Yesterday morning I went to get out of bed. I know I wanted my legs to move; I could almost feel them moving. The problem was, I couldn’t see them moving.
Because they weren’t. I had reached the bottom of the roller coaster.
I had to ask myself a question that I know will have the worst possible answer one day, and, due to the unpredictability of MS, I don’t know when: “Is this it? Is this the day when the wheelchair comes out of the shed for good?”
I try not to think about this. I’ve got a bike in the shed that I WILL ride again one day. I will finish doing K’s classic Raleigh Shopper up, get her the basket for the handlebars that she wants, and the two of us will go for a bike ride along the Wirral Way, or along the prom to New Brighton. This WILL happen; I will get my medication sorted and my MS stabilised to the extent where I can almost go back to “normal”. But unfortunately, realism has to be looked at as well sometimes.
One day, I’ll either wake up and not be able to get out of bed, or I’ll fall over (again), and not be able to get up.
(Writing this, and reading what I’ve written has led me to a realisation: I need to listen to people. K didn’t keep asking me if I was okay, and didn’t keep saying that we have a rest to be patronising, no matter how annoying I may have found it. She was asking it for the good of HER health. Because at the end of the day, when the roller coaster comes to an end, it’s HER that will be getting me off the ride and onto the slow ride that is the wheelchair…)
Luckily I’ve got up this morning and although a bit wobbly, I’m fine…
So, what can be learnt about the past couple of days? I can be a bit of a d*ck?
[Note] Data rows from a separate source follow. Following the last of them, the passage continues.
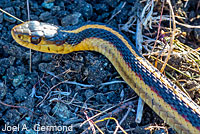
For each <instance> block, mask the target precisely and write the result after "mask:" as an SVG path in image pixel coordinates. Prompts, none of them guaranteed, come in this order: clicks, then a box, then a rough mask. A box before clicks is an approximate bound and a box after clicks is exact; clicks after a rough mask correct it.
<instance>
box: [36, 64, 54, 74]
mask: <svg viewBox="0 0 200 134" xmlns="http://www.w3.org/2000/svg"><path fill="white" fill-rule="evenodd" d="M39 70H40V71H42V72H52V71H54V70H55V65H53V64H52V63H40V64H39Z"/></svg>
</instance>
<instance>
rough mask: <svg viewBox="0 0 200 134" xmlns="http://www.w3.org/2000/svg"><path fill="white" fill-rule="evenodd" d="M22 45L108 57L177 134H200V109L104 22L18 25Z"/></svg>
mask: <svg viewBox="0 0 200 134" xmlns="http://www.w3.org/2000/svg"><path fill="white" fill-rule="evenodd" d="M11 34H12V36H13V38H14V39H15V40H16V42H17V43H19V44H20V45H22V46H24V47H27V48H31V49H34V50H36V51H41V52H46V53H58V54H67V53H70V52H74V51H85V50H87V51H97V52H99V53H101V54H103V55H105V56H106V57H107V58H108V59H109V60H110V61H111V63H112V64H113V65H114V67H115V68H116V70H117V71H118V73H119V74H120V75H121V77H122V78H123V79H124V80H125V81H126V83H127V84H128V85H129V86H130V87H131V88H132V89H133V90H134V91H135V92H136V93H137V94H138V95H139V96H140V97H141V98H142V99H143V100H144V101H145V103H146V104H148V105H149V107H151V108H152V109H153V110H154V111H155V112H156V113H157V114H158V115H159V116H160V117H161V118H162V119H163V120H164V121H165V122H166V123H167V124H169V125H170V126H171V127H172V128H174V129H175V130H176V131H177V132H178V133H180V134H182V133H188V134H199V133H200V107H199V106H198V105H197V104H196V103H195V102H194V101H192V99H191V98H189V97H188V96H187V95H186V94H185V93H183V92H182V91H181V90H180V89H179V88H178V87H177V86H176V85H175V84H173V83H172V82H171V81H170V80H169V79H167V78H166V77H165V76H164V75H163V74H161V73H160V72H159V71H158V70H157V69H156V68H155V67H154V66H152V65H151V64H150V63H149V62H148V61H147V60H146V59H145V58H144V57H143V56H142V55H141V54H140V53H139V52H138V51H137V50H136V48H135V46H134V45H133V44H132V43H131V41H130V40H129V39H128V38H127V37H126V36H125V35H124V34H123V33H121V32H120V31H118V30H117V29H115V28H112V27H111V26H108V25H106V24H103V23H91V22H90V23H84V24H82V25H79V26H69V27H65V28H64V27H59V26H55V25H52V24H47V23H42V22H38V21H28V22H25V23H22V24H19V25H17V26H15V27H14V28H13V29H12V30H11Z"/></svg>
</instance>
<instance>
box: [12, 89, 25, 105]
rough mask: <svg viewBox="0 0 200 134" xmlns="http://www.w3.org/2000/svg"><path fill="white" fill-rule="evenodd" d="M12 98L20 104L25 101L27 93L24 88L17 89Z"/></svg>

But then it doesn’t take a genius to work that one out… No, what I think can be learnt is what we are always told about food and drink: Moderation. When I feel good and at the top of the roller coaster, I should stop. Don’t try to cram everything in. I should enjoy the view.
Life isn’t a roller coaster at all. It’s a much more gentle ride – sort of like the cable car at the Great Orme in Llandudno: Yes, you’re up high, but you’re taking you time and looking out over a fantastic vista. Yes, you will come back down eventually, but while you’re up there, enjoy the view.